En tant que Français d’origine algérienne, ça fait quoi de gagner d’abord le Mondial et la CAN juste derrière ?J’ai une chance exceptionnelle. Après, je comprends qu’il y ait des gens frustrés et jaloux de notre chance. Je pense que des politiques auraient aimé être d’origine algérienne, et pouvoir être heureux une deuxième fois en deux ans. Quand la France a gagné en 2018, j’étais dans la rue avec un karting et un drapeau de la France. Maintenant, je suis content de la même manière avec l’Algérie. Vous vous rendez compte si j’avais, en plus, été d’origine brésilienne ?
Qu’est-ce que vous répondez à ces personnalités politiques qui disent : « Si vous préférez l’Algérie, retournez-y » ? Je ne suis pas là pour les commenter, ce serait leur donner de l’importance.
Mais pour ces gens qui disent « Qu’ils retournent dans leur pays » : mon pays, c’est la France ET l’Algérie. Je suis né à Nanterre, j’ai grandi à Colombes et j’habite à Sannois. Les gens de Sannois ne me disent pas de retourner à Colombes, même si j’aime bien y retourner voir ma famille et mes amis. Mais je me sens très bien aussi à Sannois, donc je ne bougerai pas. Mes enfants sont là, ils vivront ici heureux. Je préfère profiter de ces moments-là plutôt que de donner la parole à ces personnes. J’ai la chance de voir mes deux pays remporter des compétitions, c’est magnifique. Ça faisait 18 ans qu’on n’avait rien gagné avec la France, 29 avec l’Algérie. En deux étés, on a gagné deux grandes compétitions, donc je ne vais pas m’attarder sur des gens qui sont rabat-joies.
Laquelle est la plus belle, pour vous ?Je pense que c’est l’Algérie, parce que ça faisait plus longtemps qu’elle n’avait pas gagné.
Comment voyez-vous l’Algérie pour la prochaine CAN, en 2021 ?
J’aurais bien aimé que ça dure douze ans sans compétition, comme ça on serait restés champions. (Rires.) C’est beau, aussi, de défendre un titre. Bon, je préfère en gagner un parce que l’émotion n’est pas la même, mais défendre un titre est aussi quelque chose de très fort et un superbe objectif. Puis surtout, retourner en Coupe du monde…

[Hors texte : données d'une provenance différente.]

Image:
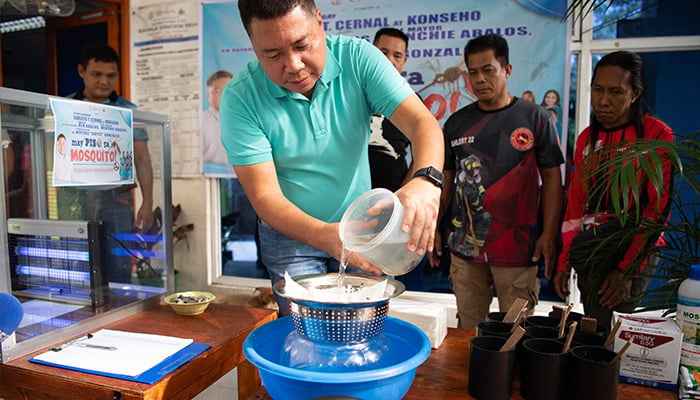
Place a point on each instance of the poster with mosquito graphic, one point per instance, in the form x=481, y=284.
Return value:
x=437, y=31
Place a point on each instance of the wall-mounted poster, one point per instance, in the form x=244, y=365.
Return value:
x=437, y=30
x=93, y=144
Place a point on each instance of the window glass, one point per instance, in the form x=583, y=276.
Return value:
x=645, y=18
x=240, y=254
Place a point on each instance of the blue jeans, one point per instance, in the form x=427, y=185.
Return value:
x=281, y=253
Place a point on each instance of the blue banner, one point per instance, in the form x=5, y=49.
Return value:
x=438, y=31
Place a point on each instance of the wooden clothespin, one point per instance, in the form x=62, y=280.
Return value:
x=569, y=337
x=517, y=308
x=564, y=316
x=513, y=339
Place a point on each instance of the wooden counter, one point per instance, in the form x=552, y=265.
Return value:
x=445, y=373
x=224, y=327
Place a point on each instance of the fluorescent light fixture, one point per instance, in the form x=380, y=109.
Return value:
x=53, y=273
x=138, y=253
x=54, y=253
x=24, y=24
x=138, y=237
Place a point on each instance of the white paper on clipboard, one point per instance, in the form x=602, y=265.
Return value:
x=130, y=353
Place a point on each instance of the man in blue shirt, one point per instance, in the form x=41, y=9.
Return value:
x=295, y=126
x=99, y=68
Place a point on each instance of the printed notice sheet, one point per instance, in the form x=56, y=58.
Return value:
x=93, y=144
x=114, y=352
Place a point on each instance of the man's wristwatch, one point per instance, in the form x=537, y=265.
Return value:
x=433, y=174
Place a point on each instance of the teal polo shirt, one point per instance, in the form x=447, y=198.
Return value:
x=318, y=145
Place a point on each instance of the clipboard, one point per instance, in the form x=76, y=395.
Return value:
x=150, y=376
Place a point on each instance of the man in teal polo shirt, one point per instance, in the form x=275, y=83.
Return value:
x=295, y=126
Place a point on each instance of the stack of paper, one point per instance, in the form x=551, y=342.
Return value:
x=431, y=318
x=114, y=352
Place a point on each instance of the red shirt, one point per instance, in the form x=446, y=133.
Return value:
x=577, y=217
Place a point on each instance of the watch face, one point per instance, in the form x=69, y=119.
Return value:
x=436, y=175
x=432, y=174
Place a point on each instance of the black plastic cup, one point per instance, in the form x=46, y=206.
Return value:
x=490, y=370
x=543, y=369
x=536, y=332
x=496, y=316
x=591, y=375
x=494, y=328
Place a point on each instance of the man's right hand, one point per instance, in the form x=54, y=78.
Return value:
x=561, y=283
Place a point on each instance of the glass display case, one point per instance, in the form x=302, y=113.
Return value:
x=57, y=257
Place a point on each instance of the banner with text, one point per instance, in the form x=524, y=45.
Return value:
x=93, y=144
x=437, y=30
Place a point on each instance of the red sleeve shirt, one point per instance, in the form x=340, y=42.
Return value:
x=578, y=218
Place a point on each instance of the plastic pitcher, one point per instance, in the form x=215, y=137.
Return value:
x=371, y=227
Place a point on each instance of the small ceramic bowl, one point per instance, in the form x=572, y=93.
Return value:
x=189, y=303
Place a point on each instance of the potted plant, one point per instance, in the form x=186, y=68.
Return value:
x=630, y=164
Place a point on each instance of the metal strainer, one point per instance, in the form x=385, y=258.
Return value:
x=336, y=322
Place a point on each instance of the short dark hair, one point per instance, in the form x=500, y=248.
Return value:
x=393, y=32
x=633, y=63
x=98, y=52
x=269, y=9
x=218, y=75
x=482, y=43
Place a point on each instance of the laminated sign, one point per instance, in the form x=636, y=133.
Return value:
x=93, y=144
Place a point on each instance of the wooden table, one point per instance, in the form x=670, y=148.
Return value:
x=444, y=376
x=224, y=327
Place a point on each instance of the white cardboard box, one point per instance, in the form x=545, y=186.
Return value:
x=431, y=318
x=653, y=358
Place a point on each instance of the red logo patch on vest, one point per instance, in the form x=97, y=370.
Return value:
x=522, y=139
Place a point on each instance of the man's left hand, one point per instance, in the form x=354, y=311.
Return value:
x=612, y=292
x=421, y=203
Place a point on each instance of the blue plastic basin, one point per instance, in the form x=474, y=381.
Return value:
x=409, y=348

Quelle émotion a été la plus forte : Slimani contre la Russie en 2014, ou cette victoire finale à la CAN ?Je vais vous en dire une autre : le but d’Antar Yahia contre l’Égypte.
C’est peut-être celle-là, la plus grande. Ça faisait 23 ans que l’Algérie n’avait pas joué de Coupe du monde, c’était tellement fort… Puis, le contexte était particulier : la défaite au match retour contre l’Égypte, le bus algérien attaqué avec plusieurs joueurs blessés, c’était exceptionnel… Je les vois toutes comme de grandes émotions, mais je ne les compare pas, je veux juste les vivre.